Letztere ist so ziemlich das Schlimmste, was einem an Fehlbeziehung widerfahren kann, wie die vergangenen Monate erwiesen haben - selbst wenn man bedenkt, dass auch eine schnelle Nummer nach dem Betriebsfest etwas sehr Übles ist. Gerade um die Osterzeit, da es die Hinwendung des Menschen zum Menschen ganz grundsätzlich zu hinterfragen gilt, ist es angebracht, über die Natur des One-Night-Stands zu reflektieren.

Man begegnet auf einer Party oder irgendeinem Blubber-Event einem Menschen, den man aber eigentlich nur als Spiegel der eigenen Eitelkeit respektive Lust wahrnimmt. Man sieht sich selbst im Anderen und findet dies, berauscht von Alkohol, wahnsinnig toll. Man schwätzt um sein Leben, und wenn man es dann für diesen Abend gewonnen zu haben glaubt, legt man sich mit sich selbst und dennoch zu zweit hin. Danach ist man traurig, schon allein weil man erkennt, dass man nur wieder ein Erlebnis mit sich selbst hatte.

So ähnlich ist das auch mit der schwarz-gelben Koalition. Die ist gewissermaßen ein One-Night-Stand, aber leider einer, der nicht enden will. Das, was Boris Becker in so einem Fall in der Besenkammer getan hat, wurde, natürlich rein politisch, von Union und FDP Ende September 2009 vollzogen. Seitdem aber sind die Beteiligten in der Besenkammer geblieben, vielleicht auch, weil sie sich dafür schämen, dass sie miteinander etwas getan haben, wofür sie, wie jede Woche klarer wird, nicht geschaffen sind: Die Kanzlerin kann ihren Außenminister-Lautsprecher nicht ausstehen, der Seehofer lässt seinen Söder gegen die FDP von der Leine, Griesgram Schäuble würde die Steuersenker am liebsten aus dem Kabinett werfen.

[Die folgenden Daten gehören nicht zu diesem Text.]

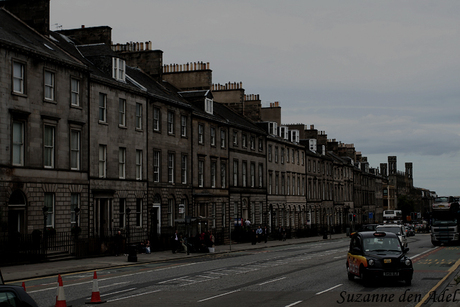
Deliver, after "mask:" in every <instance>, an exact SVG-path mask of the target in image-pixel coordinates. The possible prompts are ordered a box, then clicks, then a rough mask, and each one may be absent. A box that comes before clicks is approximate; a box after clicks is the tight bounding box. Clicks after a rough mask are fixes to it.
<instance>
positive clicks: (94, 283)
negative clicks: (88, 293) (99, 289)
mask: <svg viewBox="0 0 460 307" xmlns="http://www.w3.org/2000/svg"><path fill="white" fill-rule="evenodd" d="M105 302H106V301H102V300H101V294H100V293H99V286H98V284H97V274H96V271H94V275H93V293H92V294H91V301H89V302H86V304H101V303H105Z"/></svg>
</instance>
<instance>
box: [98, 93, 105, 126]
mask: <svg viewBox="0 0 460 307" xmlns="http://www.w3.org/2000/svg"><path fill="white" fill-rule="evenodd" d="M99 122H100V123H106V122H107V94H104V93H99Z"/></svg>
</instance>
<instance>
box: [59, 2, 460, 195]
mask: <svg viewBox="0 0 460 307" xmlns="http://www.w3.org/2000/svg"><path fill="white" fill-rule="evenodd" d="M459 15H460V1H458V0H452V1H442V0H440V1H426V0H413V1H400V0H398V1H392V0H391V1H390V0H385V1H364V0H321V1H310V0H283V1H275V0H244V1H240V0H233V1H221V0H200V1H195V0H156V1H153V0H130V1H125V0H123V1H119V0H91V1H89V0H78V1H76V0H51V29H52V30H57V29H58V27H59V26H62V29H71V28H79V27H81V25H85V26H87V27H91V26H110V27H111V28H112V39H113V42H114V43H126V42H129V41H133V42H145V41H152V43H153V48H154V49H160V50H162V51H163V52H164V54H163V60H164V63H165V64H170V63H177V64H185V63H187V62H200V61H203V62H209V63H210V68H211V69H212V71H213V83H220V84H225V83H227V82H242V83H243V88H244V89H245V91H246V94H259V95H260V98H261V100H262V103H263V105H264V106H268V104H269V102H274V101H279V102H280V106H281V107H282V122H283V124H290V123H303V124H306V125H308V126H310V125H314V126H315V128H316V129H318V130H321V131H325V133H326V134H327V135H328V138H330V139H336V140H338V141H341V142H343V143H353V144H354V145H355V148H356V150H357V151H360V152H361V153H362V155H363V156H366V157H367V158H368V160H369V162H370V165H371V167H374V168H378V167H379V166H380V163H386V162H388V156H397V164H398V165H397V166H398V170H400V171H405V166H404V164H405V162H412V163H413V175H414V185H415V186H416V187H420V188H426V189H429V190H432V191H436V192H437V194H438V195H460V103H459V98H460V86H459V80H460V56H459V55H460V39H459V37H460V33H459V31H460V18H458V16H459Z"/></svg>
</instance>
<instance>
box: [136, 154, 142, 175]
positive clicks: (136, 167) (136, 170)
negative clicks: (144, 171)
mask: <svg viewBox="0 0 460 307" xmlns="http://www.w3.org/2000/svg"><path fill="white" fill-rule="evenodd" d="M143 159H144V153H143V152H142V150H140V149H136V180H142V179H143V162H144V160H143Z"/></svg>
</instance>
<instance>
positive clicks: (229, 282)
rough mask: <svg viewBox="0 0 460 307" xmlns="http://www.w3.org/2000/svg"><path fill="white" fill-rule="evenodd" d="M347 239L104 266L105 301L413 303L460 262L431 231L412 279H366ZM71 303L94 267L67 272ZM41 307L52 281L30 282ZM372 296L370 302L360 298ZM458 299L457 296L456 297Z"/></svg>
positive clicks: (134, 303) (242, 305)
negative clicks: (348, 256)
mask: <svg viewBox="0 0 460 307" xmlns="http://www.w3.org/2000/svg"><path fill="white" fill-rule="evenodd" d="M348 245H349V240H348V239H347V238H344V239H340V240H332V241H322V242H314V243H305V244H297V245H290V246H279V247H272V248H267V249H262V250H252V251H241V252H236V253H231V254H215V255H209V254H208V255H206V256H204V257H199V258H193V259H178V260H177V261H169V262H158V263H152V264H139V265H135V266H130V267H119V268H113V269H106V270H99V271H98V272H97V274H98V279H97V285H98V289H99V292H100V295H101V299H102V300H104V301H106V302H105V303H104V305H105V306H129V305H136V307H141V306H156V305H160V304H161V306H183V305H187V306H221V307H224V306H232V307H234V306H245V307H247V306H274V307H279V306H289V307H291V306H389V305H390V304H391V306H416V305H417V304H420V302H421V301H422V299H423V298H424V296H425V295H426V294H427V293H429V292H430V291H432V290H433V288H434V287H435V286H436V285H437V284H438V283H439V282H440V281H442V280H443V278H444V277H445V276H446V274H448V271H449V269H450V268H451V267H452V266H453V265H454V264H455V262H456V261H457V259H458V253H459V248H458V247H437V248H434V247H433V246H432V245H431V242H430V238H429V235H428V234H418V235H416V236H415V237H410V238H409V248H410V251H409V253H408V256H409V257H411V258H413V262H414V270H415V272H414V278H413V281H412V285H411V286H409V287H408V286H406V285H405V283H404V282H384V283H372V284H363V282H362V281H361V280H359V279H358V278H356V279H355V280H354V281H349V280H348V278H347V274H346V267H345V261H346V253H347V250H348ZM63 280H64V284H65V287H64V288H65V296H66V302H67V306H69V305H72V306H73V307H75V306H83V305H85V306H87V304H85V303H88V302H89V301H90V297H91V293H92V289H93V286H94V280H93V272H81V273H75V274H68V275H64V276H63ZM28 284H29V286H28V287H29V290H28V293H29V294H30V295H31V296H32V297H33V298H34V299H35V300H36V301H37V303H38V304H39V306H53V305H55V300H56V289H57V288H56V280H55V278H38V279H35V280H31V281H29V282H28ZM366 297H367V298H368V299H369V298H372V299H373V301H371V302H368V303H365V302H363V301H362V300H363V299H365V298H366ZM459 300H460V294H459Z"/></svg>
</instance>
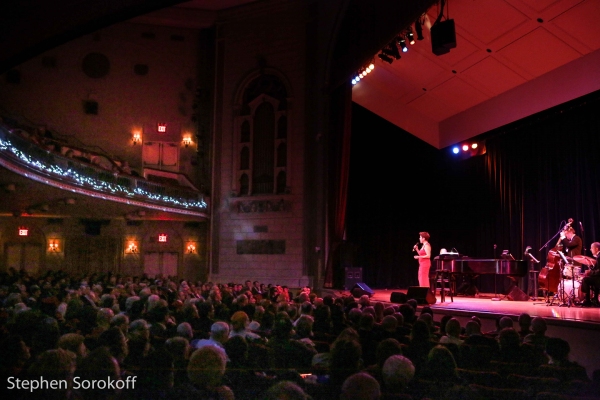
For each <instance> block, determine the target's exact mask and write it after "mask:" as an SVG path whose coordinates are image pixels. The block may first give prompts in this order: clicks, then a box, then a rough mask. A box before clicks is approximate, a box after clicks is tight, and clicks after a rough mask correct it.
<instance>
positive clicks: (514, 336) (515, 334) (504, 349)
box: [498, 328, 521, 352]
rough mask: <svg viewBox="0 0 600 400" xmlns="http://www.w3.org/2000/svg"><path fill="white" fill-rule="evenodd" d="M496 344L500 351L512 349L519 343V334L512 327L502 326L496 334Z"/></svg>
mask: <svg viewBox="0 0 600 400" xmlns="http://www.w3.org/2000/svg"><path fill="white" fill-rule="evenodd" d="M498 344H499V345H500V351H502V352H505V351H512V350H515V349H517V348H519V346H520V345H521V336H519V333H518V332H517V331H515V330H514V329H513V328H504V329H502V330H501V331H500V333H499V334H498Z"/></svg>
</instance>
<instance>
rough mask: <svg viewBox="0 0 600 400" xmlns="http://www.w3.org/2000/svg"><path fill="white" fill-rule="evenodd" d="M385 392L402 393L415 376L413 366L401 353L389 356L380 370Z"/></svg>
mask: <svg viewBox="0 0 600 400" xmlns="http://www.w3.org/2000/svg"><path fill="white" fill-rule="evenodd" d="M381 373H382V376H383V382H384V384H385V389H386V392H391V393H402V392H404V391H406V387H407V386H408V384H409V383H410V382H411V381H412V379H413V378H414V376H415V366H414V365H413V363H412V361H410V360H409V359H408V358H406V357H404V356H403V355H400V354H398V355H393V356H391V357H389V358H388V359H387V360H386V361H385V363H383V368H382V370H381Z"/></svg>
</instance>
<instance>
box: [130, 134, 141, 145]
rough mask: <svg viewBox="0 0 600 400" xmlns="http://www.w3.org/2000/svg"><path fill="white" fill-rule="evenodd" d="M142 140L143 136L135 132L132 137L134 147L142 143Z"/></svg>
mask: <svg viewBox="0 0 600 400" xmlns="http://www.w3.org/2000/svg"><path fill="white" fill-rule="evenodd" d="M141 140H142V134H141V133H140V131H135V132H133V135H132V137H131V141H132V142H133V145H134V146H135V145H136V144H138V143H139V142H140V141H141Z"/></svg>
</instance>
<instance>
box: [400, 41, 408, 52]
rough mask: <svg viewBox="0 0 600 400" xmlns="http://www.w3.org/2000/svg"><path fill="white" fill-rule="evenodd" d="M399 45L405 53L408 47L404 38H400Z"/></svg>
mask: <svg viewBox="0 0 600 400" xmlns="http://www.w3.org/2000/svg"><path fill="white" fill-rule="evenodd" d="M400 47H401V48H402V52H403V53H406V52H407V51H408V47H407V46H406V40H404V39H402V40H401V41H400Z"/></svg>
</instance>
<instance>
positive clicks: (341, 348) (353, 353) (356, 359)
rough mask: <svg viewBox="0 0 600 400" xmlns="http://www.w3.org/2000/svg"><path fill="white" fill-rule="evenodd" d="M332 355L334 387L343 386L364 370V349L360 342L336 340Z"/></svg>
mask: <svg viewBox="0 0 600 400" xmlns="http://www.w3.org/2000/svg"><path fill="white" fill-rule="evenodd" d="M330 353H331V358H330V360H329V361H330V364H329V372H330V377H331V382H332V383H333V384H334V385H340V384H342V383H343V382H344V380H346V378H347V377H348V376H350V375H352V374H353V373H356V372H359V371H360V369H361V368H362V360H361V357H362V347H361V345H360V343H359V341H358V340H336V341H335V342H334V343H333V345H332V346H331V351H330Z"/></svg>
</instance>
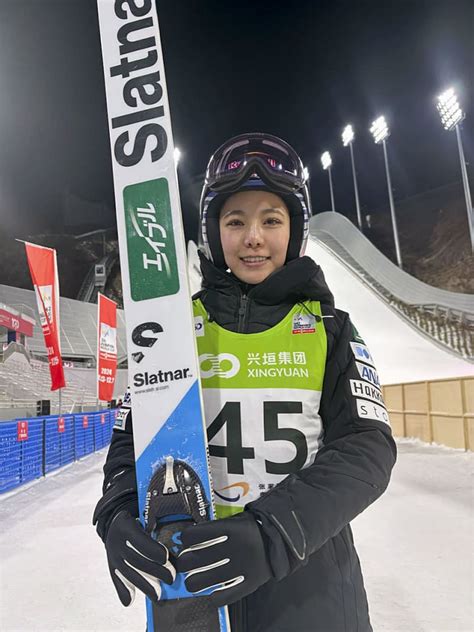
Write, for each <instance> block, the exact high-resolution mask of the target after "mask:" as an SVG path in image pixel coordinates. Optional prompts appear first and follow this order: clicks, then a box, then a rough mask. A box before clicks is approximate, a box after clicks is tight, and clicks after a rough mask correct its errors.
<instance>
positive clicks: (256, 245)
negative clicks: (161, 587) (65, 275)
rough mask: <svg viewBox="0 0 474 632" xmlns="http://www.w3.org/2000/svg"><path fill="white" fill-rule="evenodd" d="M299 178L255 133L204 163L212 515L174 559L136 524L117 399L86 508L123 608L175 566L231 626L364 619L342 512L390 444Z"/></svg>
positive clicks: (369, 485) (204, 376)
mask: <svg viewBox="0 0 474 632" xmlns="http://www.w3.org/2000/svg"><path fill="white" fill-rule="evenodd" d="M307 180H308V174H307V171H306V169H304V167H303V165H302V162H301V160H300V158H299V157H298V155H297V154H296V152H295V151H294V150H293V149H292V148H291V147H290V146H289V145H288V144H287V143H286V142H284V141H282V140H280V139H279V138H276V137H274V136H270V135H267V134H244V135H241V136H238V137H236V138H233V139H231V140H229V141H228V142H227V143H225V144H224V145H222V146H221V147H220V148H219V149H218V150H217V151H216V153H215V154H214V155H213V157H212V158H211V160H210V162H209V165H208V169H207V173H206V180H205V184H204V189H203V194H202V198H201V238H202V250H201V253H200V258H201V270H202V277H203V282H202V290H201V291H200V292H199V293H198V294H197V296H196V297H194V301H193V305H194V313H195V317H196V319H199V321H200V323H201V324H202V327H201V329H200V331H201V334H202V335H199V337H198V338H197V342H198V349H199V354H200V357H201V359H203V358H204V360H202V362H201V380H202V388H203V397H204V407H205V414H206V420H207V426H208V438H209V449H210V458H211V467H212V477H213V485H214V489H215V493H216V505H217V515H218V517H219V518H220V519H219V520H216V521H213V522H206V523H200V524H198V525H191V526H189V527H188V528H186V529H185V530H184V531H183V534H182V542H183V551H182V553H181V554H180V555H179V557H178V558H173V557H172V556H170V555H169V553H168V551H167V550H166V548H165V547H164V546H163V545H161V544H160V543H159V542H155V541H153V540H152V539H151V538H150V537H149V536H148V535H147V534H145V532H144V531H143V529H142V527H141V525H140V523H139V522H138V521H137V520H136V518H137V516H138V508H137V493H136V481H135V472H134V457H133V430H132V419H131V413H130V410H129V409H130V398H129V397H128V398H125V401H124V403H123V408H122V415H121V416H122V417H123V418H124V419H125V423H123V424H121V427H120V428H117V430H115V431H114V434H113V438H112V443H111V446H110V449H109V454H108V457H107V461H106V464H105V467H104V473H105V480H104V495H103V497H102V498H101V500H100V501H99V503H98V505H97V508H96V512H95V516H94V521H95V522H96V523H97V530H98V533H99V535H100V536H101V538H102V539H103V540H104V542H105V546H106V550H107V556H108V562H109V568H110V571H111V576H112V579H113V581H114V584H115V587H116V589H117V592H118V594H119V597H120V599H121V601H122V603H123V604H124V605H128V604H129V603H130V602H131V600H132V598H133V595H134V590H135V587H137V588H139V589H140V590H142V591H143V592H144V593H145V594H147V595H148V596H149V597H150V598H152V599H155V600H156V599H159V596H160V586H159V582H160V581H165V582H167V583H171V582H172V581H173V579H174V577H175V572H176V570H177V571H179V572H184V573H187V579H186V586H187V588H188V590H189V591H191V592H195V593H197V594H198V593H199V592H201V591H203V590H205V589H206V588H209V587H215V591H214V592H213V595H212V600H213V603H214V604H215V605H224V604H232V605H231V606H230V616H231V623H232V631H233V632H290V631H291V632H310V631H311V632H369V631H370V630H371V629H372V628H371V625H370V621H369V614H368V606H367V598H366V594H365V589H364V584H363V579H362V573H361V568H360V564H359V559H358V557H357V554H356V551H355V548H354V542H353V538H352V533H351V529H350V526H349V523H350V522H351V520H353V518H355V517H356V516H357V515H358V514H359V513H360V512H362V511H363V510H364V509H365V508H366V507H368V506H369V505H370V504H371V503H372V502H374V501H375V500H376V499H377V498H378V497H379V496H380V495H381V494H382V493H383V492H384V490H385V489H386V487H387V485H388V482H389V479H390V472H391V469H392V467H393V465H394V463H395V458H396V448H395V444H394V441H393V439H392V435H391V431H390V426H389V423H388V416H387V413H386V410H385V407H384V404H383V400H382V396H381V393H380V388H379V384H378V378H377V373H376V371H375V369H374V368H373V361H372V357H371V355H370V352H369V351H368V349H367V347H366V346H365V344H364V342H363V340H362V339H361V338H360V337H359V335H358V333H357V330H356V329H355V327H354V326H353V325H352V323H351V321H350V319H349V316H348V314H346V313H344V312H342V311H340V310H338V309H336V308H335V307H334V299H333V296H332V294H331V292H330V291H329V289H328V287H327V285H326V283H325V281H324V276H323V273H322V271H321V269H320V268H319V267H318V266H317V265H316V264H315V263H314V261H313V260H312V259H310V258H309V257H304V256H303V254H304V250H305V245H306V241H307V237H308V223H309V218H310V214H311V209H310V199H309V193H308V186H307ZM206 358H207V360H206Z"/></svg>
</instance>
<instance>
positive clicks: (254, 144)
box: [205, 133, 309, 193]
mask: <svg viewBox="0 0 474 632" xmlns="http://www.w3.org/2000/svg"><path fill="white" fill-rule="evenodd" d="M254 175H257V176H259V177H260V178H261V179H262V180H263V182H264V183H265V184H266V185H267V186H269V187H270V188H273V189H275V190H277V191H281V192H283V193H295V192H296V191H299V190H300V189H302V188H303V187H304V186H305V184H306V183H307V181H308V179H309V176H308V171H307V169H306V168H305V167H304V166H303V163H302V162H301V159H300V157H299V156H298V154H297V153H296V152H295V150H294V149H293V148H292V147H291V146H290V145H288V143H286V142H285V141H284V140H281V139H280V138H277V137H276V136H271V135H269V134H258V133H255V134H242V135H241V136H236V137H235V138H232V139H231V140H229V141H227V142H226V143H224V144H223V145H221V147H219V149H218V150H217V151H216V152H215V153H214V155H213V156H212V158H211V159H210V161H209V164H208V167H207V172H206V182H205V184H206V186H207V187H208V188H209V189H210V190H211V191H214V192H215V193H225V192H232V191H235V190H237V189H238V188H239V187H240V186H241V185H242V184H243V183H244V182H246V181H247V180H249V179H251V178H252V176H254Z"/></svg>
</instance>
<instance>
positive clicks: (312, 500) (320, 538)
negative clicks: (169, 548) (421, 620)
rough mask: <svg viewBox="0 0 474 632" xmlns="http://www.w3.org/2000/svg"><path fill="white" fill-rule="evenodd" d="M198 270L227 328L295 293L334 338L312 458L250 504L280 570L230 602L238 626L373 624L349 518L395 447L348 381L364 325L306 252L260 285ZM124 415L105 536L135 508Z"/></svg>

Was für ein schrecklicher Irrtum war es doch, dass sich Schwarz und Gelb einst so umturtelten. In dieser Beziehung wurde jener kleine Rest, aus dem sich vielleicht etwas hätte entwickeln können, mit dem Koalitionsvertrag ganz am Anfang erstickt. Die Erinnerung an diesen gemeinschaftlich begangenen Totschlag hält die Koalitionspartner nun zusammen. Es gibt diesen alten Hitchcock-Film Cocktail für eine Leiche, in dem die beiden Mörder ihr Opfer in einer Truhe verstecken und rund um die Truhe eine Party feiern. Man sollte in Merkels Besenkammer mal einen Blick in die dort bestimmt stehende Truhe werfen.